Due to its sensitive depictions of high-authority Catholic figures, the film was petitioned against by an outraged public ahead of its completion in 1965, as well as condemned by the Catholic Church. The film was twice approved for release by the Censorship Board and both times blocked by the Minister of Information, Yvon Bourges, thus effectively banning the film temporarily from a theatrical release. Mention of the ban was itself banned on French TV. Elliott Stein, an American journalist living in Paris, reported in the British film magazine Sight and Sound that Le Monde ran a day-to-day feature, 'L’Affaire de La Religieuse, to which one opened as if to a daily horoscope or weather report".

Finally, in 1966, after a year of acrimony, the Minister of Culture André Malraux allowed La Religieuse to be shown at the Cannes Film Festival, where it received critical acclaim and a nomination for the Golden Palm Award. The praise allowed for a theatrical release in France, where it was met with much anticipation, despite earlier sentiment towards the subject matter. The film would go on to have a theatrical release in the United States in 1971.

== Re-release ==

In 2000, on 14 November, for the first time via home media, the film was released on VHS in the United States by Kino Lorber.
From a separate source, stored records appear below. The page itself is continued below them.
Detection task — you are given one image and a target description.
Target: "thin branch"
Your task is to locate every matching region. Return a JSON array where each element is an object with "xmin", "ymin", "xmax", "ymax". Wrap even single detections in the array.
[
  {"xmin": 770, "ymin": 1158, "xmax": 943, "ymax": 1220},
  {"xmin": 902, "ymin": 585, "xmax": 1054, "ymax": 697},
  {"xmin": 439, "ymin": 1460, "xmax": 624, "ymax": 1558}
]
In 2018, L’Immagine Ritrovata Laboratory in Bologna, Italy, performed a 4K restoration from the original camera negative and re-released the film into select theaters in Europe and North America.

In 2018, on 17 September, the 4K restoration was released in Europe by StudioCanal on Region 2 DVD and Blu-ray.

In 2019, on 28 May, the 4K restoration of the film was released in the United States by Kino Lorber on Region 1 DVD and Blu-Ray.